Writes a FASTA format file to the optional output file or standard output if it is left unspecified.

Options

Option Parameter Description Default Behavior
General Options
-kmerk Shuffle the sequences so that the frequencies of all words of length k are preserved. Note that in setting this number you must maintain a balance—the larger the number the more realistic the resulting sequences will be, but setting k too large will prevent the sequences from being shuffled at all! A value of 2 is used by MEME-ChIP. For values larger than 1, specifying the alphabet is highly recommended because it allows for the translation of aliases which may be important in some cases like soft-masked sequence.
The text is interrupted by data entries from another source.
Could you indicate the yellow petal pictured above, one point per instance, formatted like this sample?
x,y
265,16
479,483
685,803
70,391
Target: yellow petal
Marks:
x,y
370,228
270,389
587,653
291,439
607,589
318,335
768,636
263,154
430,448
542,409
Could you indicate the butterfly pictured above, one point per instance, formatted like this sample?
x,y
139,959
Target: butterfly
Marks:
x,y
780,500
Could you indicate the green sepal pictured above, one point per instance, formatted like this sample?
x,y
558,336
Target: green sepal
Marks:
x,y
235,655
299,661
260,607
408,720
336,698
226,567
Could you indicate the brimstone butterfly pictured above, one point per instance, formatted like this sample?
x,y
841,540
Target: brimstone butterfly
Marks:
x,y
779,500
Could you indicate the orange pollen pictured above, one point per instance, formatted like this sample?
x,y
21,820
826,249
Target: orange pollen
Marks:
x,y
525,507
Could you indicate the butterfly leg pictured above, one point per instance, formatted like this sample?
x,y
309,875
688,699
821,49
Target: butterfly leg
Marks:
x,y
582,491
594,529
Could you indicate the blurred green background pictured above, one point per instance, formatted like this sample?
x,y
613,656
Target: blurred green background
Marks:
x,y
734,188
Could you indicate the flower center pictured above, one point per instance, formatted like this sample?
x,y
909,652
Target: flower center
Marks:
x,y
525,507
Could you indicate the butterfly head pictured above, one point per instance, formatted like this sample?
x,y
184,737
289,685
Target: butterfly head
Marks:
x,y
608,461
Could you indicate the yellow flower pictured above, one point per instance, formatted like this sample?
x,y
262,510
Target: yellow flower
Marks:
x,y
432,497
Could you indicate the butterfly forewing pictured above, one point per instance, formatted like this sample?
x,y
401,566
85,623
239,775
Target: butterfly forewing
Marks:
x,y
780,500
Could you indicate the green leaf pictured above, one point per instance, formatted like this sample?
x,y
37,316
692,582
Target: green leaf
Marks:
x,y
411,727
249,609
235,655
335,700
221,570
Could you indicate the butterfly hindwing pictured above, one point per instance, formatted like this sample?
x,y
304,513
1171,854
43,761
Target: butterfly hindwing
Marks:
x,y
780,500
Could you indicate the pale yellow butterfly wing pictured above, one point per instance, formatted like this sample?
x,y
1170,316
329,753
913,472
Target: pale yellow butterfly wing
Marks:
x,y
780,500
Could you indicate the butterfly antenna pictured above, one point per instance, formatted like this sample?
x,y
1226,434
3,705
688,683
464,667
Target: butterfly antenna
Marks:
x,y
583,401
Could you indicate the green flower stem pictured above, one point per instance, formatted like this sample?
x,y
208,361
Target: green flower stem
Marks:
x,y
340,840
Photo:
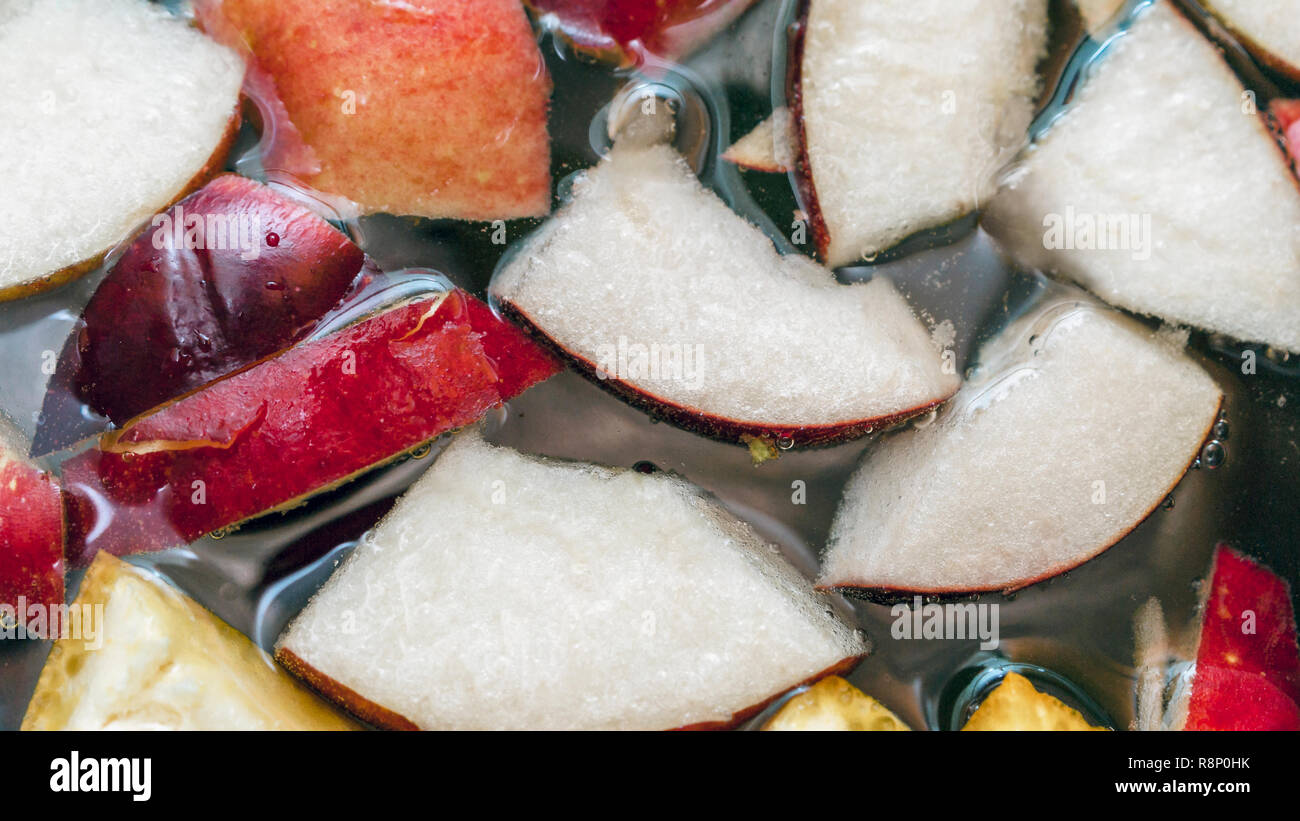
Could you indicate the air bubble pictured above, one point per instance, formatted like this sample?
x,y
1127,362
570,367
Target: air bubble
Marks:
x,y
1213,454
A value of 1 is used.
-preservepos The position (1-relative) to preserve within each sequence during shuffling. All other positions are shuffled in each sequence, but position pos remains untouched. If pos is greater than the sequence length, the entire sequence is shuffled. Each sequence is shuffled in its entirety.
-fixchar Preserve the positions of all occurrences of character char. All other positions are shuffled in each sequence, but all occurrences of character char remain untouched. Each sequence is shuffled in its entirety.
-copiesnum The number of shuffled copies to create for each sequence in the source. A single shuffled sequence is created for each sequence in the source.
-linenum The sequences will be output with a maximum of num symbols per line. A line length of 100 is used.
-tagtext The name of the sequence will have text appended to it. The name of the sequence will have "_shuf" appended to it.
-seednum Set the seed of the random number generator to num. Seed the random number generator from the computer as randomly as possible.